Cryopreservation involves slowly freezing embryos to store them for future use. This process involves a special liquid nitrogen freezer and the use of cellular antifreezes. The embryos are then stored, submersed in liquid nitrogen until they are thawed and placed into the uterus.
Not all embryos survive the freeze-thaw process. A 50% survival rate is considered reasonable. After the thaw, embryos retaining 50% or more of the cells they had before freezing are cultured and placed back into the uterus exactly like step four in in vitro fertilization.
Clinics all over the world have reported clinical pregnancies and normal live births. Embryo freezing in laboratory animals, as well as the experience with human embryos, has shown that the frequency of congenital anomalies or malformations in offspring is the same as that of the general population.

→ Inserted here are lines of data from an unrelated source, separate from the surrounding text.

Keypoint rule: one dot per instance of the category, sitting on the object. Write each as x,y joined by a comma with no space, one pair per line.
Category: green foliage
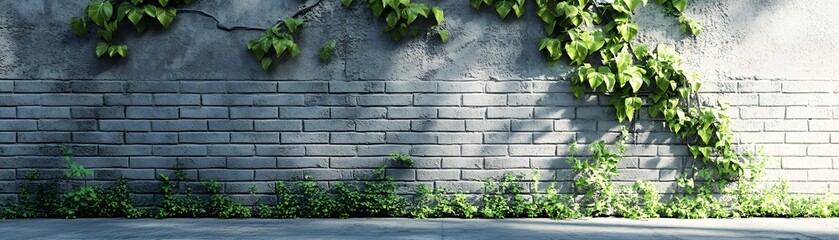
401,14
326,51
276,42
107,15
401,158
502,7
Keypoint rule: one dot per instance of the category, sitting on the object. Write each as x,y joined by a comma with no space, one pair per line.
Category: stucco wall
482,104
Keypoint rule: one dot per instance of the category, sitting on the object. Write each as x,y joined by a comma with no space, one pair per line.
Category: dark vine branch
219,25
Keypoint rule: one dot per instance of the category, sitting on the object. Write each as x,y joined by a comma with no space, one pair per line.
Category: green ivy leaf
293,23
166,15
102,48
438,14
100,12
444,35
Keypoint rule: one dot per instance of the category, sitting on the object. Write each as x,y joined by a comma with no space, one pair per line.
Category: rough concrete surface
379,228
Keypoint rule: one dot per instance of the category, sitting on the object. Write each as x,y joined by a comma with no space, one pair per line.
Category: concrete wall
483,104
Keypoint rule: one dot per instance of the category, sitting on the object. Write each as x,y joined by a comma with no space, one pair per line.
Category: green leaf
680,5
166,15
438,14
79,25
102,48
293,23
100,12
266,63
416,9
444,35
326,51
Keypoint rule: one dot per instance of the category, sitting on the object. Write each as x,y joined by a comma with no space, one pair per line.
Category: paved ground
388,228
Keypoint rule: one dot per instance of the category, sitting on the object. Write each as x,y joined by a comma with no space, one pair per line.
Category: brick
151,112
302,162
67,125
438,125
508,137
532,125
281,150
806,163
231,150
460,87
124,125
330,150
203,87
532,150
462,163
71,100
411,112
488,125
251,162
383,125
304,112
274,175
358,112
574,125
411,87
510,112
437,99
176,99
153,87
508,87
484,100
807,87
39,86
227,100
43,112
254,137
98,137
278,100
329,100
385,100
382,150
807,137
435,150
225,174
555,138
128,100
483,150
438,175
462,113
230,125
506,162
304,138
823,125
303,87
357,138
254,112
97,112
455,138
829,150
278,125
43,137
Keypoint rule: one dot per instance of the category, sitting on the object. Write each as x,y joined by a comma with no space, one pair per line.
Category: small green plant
276,42
401,158
326,51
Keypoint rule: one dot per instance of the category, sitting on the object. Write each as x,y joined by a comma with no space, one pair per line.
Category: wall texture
483,104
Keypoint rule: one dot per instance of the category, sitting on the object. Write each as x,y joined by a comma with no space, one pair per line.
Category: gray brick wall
459,132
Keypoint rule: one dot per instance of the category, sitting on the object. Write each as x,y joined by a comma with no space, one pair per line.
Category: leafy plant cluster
106,15
400,16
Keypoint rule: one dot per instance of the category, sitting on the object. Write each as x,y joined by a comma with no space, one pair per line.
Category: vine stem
302,11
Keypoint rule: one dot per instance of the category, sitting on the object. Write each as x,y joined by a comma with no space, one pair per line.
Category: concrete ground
392,228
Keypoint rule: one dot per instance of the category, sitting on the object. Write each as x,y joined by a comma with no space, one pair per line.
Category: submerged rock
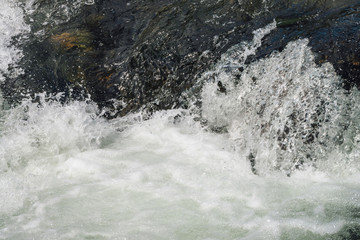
147,53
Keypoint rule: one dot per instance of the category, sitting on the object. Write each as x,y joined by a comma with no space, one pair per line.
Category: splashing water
68,173
284,111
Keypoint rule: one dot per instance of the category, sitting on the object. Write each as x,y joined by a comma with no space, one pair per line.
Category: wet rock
147,53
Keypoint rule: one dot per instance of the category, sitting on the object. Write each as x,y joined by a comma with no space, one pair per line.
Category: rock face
147,53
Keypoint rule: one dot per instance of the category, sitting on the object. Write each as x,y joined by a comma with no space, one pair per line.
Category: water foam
284,112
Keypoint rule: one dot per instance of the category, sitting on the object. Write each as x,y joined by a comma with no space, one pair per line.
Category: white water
66,173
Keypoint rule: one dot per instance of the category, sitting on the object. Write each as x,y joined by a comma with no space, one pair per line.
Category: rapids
267,150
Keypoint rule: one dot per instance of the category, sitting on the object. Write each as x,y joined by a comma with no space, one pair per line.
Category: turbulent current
269,150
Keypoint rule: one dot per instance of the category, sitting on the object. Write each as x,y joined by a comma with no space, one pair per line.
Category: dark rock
147,53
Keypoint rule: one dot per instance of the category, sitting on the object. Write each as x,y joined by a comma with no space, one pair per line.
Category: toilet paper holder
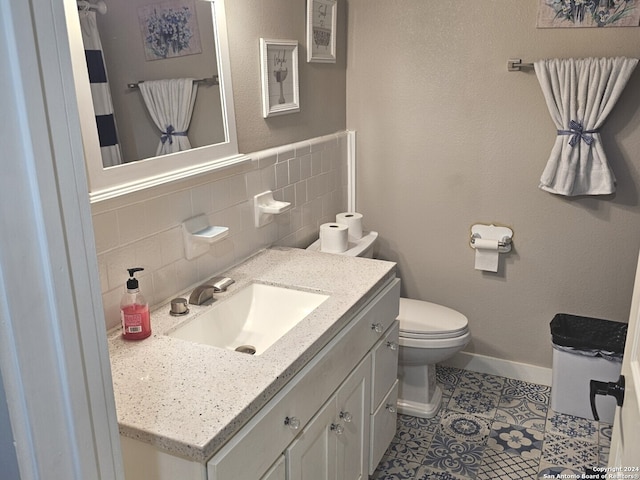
491,232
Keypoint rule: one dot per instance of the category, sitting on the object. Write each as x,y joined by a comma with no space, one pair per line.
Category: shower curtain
102,103
170,104
580,94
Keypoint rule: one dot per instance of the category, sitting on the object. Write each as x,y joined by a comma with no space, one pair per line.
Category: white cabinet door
277,471
312,456
353,399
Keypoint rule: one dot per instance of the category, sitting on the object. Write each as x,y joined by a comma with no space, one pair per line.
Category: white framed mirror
135,129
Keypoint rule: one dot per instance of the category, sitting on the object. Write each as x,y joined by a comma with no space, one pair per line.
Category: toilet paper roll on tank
334,236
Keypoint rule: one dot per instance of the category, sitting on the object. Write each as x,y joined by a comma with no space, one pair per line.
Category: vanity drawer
383,427
385,365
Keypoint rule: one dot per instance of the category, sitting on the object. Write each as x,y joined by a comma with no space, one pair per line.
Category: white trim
498,366
53,349
351,171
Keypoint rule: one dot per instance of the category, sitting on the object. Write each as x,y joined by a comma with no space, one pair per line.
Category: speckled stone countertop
189,399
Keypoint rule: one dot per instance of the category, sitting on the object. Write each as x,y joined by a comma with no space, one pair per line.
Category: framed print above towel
321,31
279,73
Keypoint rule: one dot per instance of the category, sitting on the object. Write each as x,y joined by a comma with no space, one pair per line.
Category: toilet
429,334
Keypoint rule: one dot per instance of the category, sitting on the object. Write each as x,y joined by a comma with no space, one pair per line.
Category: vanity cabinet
330,421
334,444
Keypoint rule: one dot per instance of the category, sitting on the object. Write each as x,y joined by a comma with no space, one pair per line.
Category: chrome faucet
203,293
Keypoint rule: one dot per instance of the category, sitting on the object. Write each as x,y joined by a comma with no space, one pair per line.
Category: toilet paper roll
354,221
486,255
334,237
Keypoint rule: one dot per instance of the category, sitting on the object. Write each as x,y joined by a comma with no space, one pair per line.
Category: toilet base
422,410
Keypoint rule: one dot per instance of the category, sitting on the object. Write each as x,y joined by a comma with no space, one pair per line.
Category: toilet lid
426,319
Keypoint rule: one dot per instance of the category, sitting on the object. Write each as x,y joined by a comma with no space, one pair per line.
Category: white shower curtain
100,93
170,104
580,94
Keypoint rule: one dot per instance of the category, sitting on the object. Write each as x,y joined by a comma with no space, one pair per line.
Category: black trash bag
586,333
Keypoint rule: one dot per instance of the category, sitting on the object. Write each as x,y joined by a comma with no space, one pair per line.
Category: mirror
132,57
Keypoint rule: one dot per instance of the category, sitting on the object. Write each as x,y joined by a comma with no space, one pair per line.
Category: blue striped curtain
102,103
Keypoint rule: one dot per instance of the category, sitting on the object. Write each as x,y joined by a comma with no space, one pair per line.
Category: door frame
54,358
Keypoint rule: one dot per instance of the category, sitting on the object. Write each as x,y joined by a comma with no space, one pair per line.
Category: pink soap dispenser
134,310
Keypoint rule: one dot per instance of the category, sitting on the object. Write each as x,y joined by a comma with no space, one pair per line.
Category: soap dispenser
134,310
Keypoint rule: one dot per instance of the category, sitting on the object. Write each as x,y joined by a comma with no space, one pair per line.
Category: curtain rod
99,6
516,65
208,81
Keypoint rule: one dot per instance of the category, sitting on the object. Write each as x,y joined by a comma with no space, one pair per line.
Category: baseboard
504,368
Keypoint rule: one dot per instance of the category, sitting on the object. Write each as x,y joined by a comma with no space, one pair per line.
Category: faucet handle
201,294
220,284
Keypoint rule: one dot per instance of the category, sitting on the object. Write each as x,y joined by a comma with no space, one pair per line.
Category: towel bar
516,65
209,81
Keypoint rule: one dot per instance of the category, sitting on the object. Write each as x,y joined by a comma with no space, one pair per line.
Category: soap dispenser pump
134,310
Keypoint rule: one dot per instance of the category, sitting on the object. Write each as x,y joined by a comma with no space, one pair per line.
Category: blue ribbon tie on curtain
577,132
168,135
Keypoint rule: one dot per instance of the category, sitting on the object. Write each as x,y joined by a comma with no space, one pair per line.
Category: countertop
189,399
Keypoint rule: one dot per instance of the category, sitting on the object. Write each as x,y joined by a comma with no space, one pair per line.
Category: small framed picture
321,31
280,89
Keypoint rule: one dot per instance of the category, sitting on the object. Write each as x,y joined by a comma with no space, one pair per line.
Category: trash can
585,348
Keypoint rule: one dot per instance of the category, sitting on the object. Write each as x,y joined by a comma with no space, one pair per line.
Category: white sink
252,319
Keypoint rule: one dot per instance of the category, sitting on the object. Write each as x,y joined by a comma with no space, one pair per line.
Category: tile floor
492,427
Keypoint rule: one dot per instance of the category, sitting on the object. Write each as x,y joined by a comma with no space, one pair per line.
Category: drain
250,349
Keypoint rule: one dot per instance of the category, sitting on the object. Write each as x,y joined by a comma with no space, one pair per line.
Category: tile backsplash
144,229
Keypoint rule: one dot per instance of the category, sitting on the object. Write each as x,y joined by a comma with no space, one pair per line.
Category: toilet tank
357,248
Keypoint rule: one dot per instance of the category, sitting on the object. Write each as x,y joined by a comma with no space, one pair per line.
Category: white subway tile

Embryo freezing is a new area in which legal principles and requirements have not been firmly established. Based on currently accepted principles regarding legal ownership of human sperm and ova, each embryo resulting from the fertilization of the wife’s egg and the husband’s sperm will remain with the couple, unless there is no legal marriage or husband, then ownership of the embryo resides solely with the woman signing the consent form. This principle may change at any time based upon the laws of the state or guidelines being revised.
Documents must be in place, which instructs the laboratory what to do if the wife can no longer have the embryos transferred into her uterus. Disposition of frozen embryos may also be subject to and controlled by final decisions of a court or other governmental authority having jurisdiction.